Toronto – October 8, 2014 – World Mental Health Day is annually observed by more than 100 countries every October 10, and was first observed by the World Federation for Mental Health in 1992. Currently, the World Health Organization estimates that more than 350 million people worldwide suffer from depression. In Canada, each day 500,000 citizens miss work due to a mental illness, and it is estimated that one in five Canadians will experience some form of mental illness in their lives.
Representing over 250,000 members nationally and nearly 1.3 million members internationally, UFCW leads the fight for workers’ health and safety in the workplace by way of strong representation and member-driven collective bargaining agreements. We recognize that no individual is immune to the risk factors that can lead to mental health issues. Therefore, no workplace can afford to dismiss the need for creating safe and welcoming work environments.
Health and safety measures must address the physical, mental, and emotional wellbeing of all employees in the workplace. And in an era where technology is the primary source of communication among individuals, inclusiveness in the workplace, attentive listening, and talking to co-workers is essential. We must also break down the stigmas facing people who suffer from mental health issues, including negative perceptions among managers and co-workers. Statistics show that 2 out of 3 people suffer a mental illness in silence due to fear of rejection from others. UFCW Canada believes that negatively labelling someone because of a mental health issue is a form of prejudice, and should never be condoned.
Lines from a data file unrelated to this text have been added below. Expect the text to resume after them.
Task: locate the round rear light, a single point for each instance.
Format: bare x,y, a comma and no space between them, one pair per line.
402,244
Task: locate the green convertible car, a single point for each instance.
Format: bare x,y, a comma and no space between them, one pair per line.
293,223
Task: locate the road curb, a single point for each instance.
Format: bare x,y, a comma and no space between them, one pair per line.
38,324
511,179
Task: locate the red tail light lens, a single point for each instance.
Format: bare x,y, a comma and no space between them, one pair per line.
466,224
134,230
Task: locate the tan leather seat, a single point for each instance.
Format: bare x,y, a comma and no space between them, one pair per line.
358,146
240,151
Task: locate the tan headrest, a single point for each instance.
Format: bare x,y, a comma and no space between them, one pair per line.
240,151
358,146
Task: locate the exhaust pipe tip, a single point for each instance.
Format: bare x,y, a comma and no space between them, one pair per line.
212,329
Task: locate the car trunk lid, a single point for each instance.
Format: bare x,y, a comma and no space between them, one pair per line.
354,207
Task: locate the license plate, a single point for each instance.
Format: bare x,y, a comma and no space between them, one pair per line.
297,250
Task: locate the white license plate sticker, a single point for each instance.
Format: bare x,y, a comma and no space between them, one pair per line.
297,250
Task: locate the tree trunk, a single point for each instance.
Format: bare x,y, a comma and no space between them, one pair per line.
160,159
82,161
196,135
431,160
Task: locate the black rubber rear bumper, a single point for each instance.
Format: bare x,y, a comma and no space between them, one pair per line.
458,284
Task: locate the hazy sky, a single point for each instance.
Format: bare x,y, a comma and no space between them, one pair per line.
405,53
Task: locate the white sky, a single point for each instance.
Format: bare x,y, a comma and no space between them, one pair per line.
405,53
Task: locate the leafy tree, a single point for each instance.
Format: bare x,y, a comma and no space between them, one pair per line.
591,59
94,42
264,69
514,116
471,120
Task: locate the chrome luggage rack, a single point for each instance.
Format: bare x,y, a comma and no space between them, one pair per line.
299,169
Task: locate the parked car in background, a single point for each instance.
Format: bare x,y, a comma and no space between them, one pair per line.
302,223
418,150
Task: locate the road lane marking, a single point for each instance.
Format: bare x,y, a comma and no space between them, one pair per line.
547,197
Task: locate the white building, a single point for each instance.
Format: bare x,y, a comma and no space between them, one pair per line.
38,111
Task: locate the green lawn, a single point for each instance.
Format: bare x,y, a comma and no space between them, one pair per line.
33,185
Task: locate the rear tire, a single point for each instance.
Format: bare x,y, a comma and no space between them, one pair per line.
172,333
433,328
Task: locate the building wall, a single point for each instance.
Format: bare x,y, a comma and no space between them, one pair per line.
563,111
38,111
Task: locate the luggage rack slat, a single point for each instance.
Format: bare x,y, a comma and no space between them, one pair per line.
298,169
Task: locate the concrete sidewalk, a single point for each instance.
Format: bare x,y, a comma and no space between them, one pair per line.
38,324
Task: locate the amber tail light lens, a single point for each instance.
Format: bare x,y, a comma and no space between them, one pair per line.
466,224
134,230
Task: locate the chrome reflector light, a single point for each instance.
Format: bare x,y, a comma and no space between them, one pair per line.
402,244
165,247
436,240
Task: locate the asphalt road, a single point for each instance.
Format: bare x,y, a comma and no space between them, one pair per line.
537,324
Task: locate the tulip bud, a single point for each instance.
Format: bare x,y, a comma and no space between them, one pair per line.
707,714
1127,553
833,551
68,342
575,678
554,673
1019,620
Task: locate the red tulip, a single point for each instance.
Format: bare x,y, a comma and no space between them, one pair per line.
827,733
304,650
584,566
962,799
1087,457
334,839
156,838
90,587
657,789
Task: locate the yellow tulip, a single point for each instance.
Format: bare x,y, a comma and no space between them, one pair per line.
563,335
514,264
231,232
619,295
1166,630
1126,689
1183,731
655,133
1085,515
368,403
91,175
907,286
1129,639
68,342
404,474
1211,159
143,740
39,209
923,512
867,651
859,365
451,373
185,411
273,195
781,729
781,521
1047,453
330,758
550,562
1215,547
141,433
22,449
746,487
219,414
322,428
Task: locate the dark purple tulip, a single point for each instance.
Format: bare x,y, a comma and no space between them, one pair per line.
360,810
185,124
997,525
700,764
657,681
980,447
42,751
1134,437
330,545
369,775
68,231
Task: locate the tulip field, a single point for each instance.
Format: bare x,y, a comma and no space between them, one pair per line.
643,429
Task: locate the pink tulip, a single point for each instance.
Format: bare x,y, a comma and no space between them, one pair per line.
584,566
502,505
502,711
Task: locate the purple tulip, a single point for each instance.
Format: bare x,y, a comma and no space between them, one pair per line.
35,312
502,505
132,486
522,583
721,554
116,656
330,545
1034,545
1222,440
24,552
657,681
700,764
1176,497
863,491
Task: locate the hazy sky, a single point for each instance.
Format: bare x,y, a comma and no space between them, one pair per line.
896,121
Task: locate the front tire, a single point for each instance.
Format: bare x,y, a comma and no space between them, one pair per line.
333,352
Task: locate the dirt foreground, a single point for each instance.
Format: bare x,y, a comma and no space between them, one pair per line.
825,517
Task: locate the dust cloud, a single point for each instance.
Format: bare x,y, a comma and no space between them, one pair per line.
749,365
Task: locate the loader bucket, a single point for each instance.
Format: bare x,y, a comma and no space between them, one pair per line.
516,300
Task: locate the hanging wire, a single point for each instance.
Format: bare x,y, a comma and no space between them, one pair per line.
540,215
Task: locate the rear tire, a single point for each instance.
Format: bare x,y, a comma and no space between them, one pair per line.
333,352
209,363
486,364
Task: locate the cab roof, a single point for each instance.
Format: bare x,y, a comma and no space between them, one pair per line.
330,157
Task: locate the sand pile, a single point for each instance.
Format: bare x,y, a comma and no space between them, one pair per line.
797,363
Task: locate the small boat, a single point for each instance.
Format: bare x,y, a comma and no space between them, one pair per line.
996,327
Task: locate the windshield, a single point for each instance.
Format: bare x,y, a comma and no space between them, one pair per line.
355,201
To create truly inclusive workplaces, we must increase our collective awareness of mental illness and advocate for employer-funded strategies to ensure that no worker has to feel alone or rejected at work. And it is important to acknowledge those who provide daily support and consultation services to Canadians suffering from mental illness.
This October 10, I encourage you to talk to your co-workers about mental health as a means of increasing awareness of mental illness, and to work toward creating a healthier work environment that is inclusive of everyone.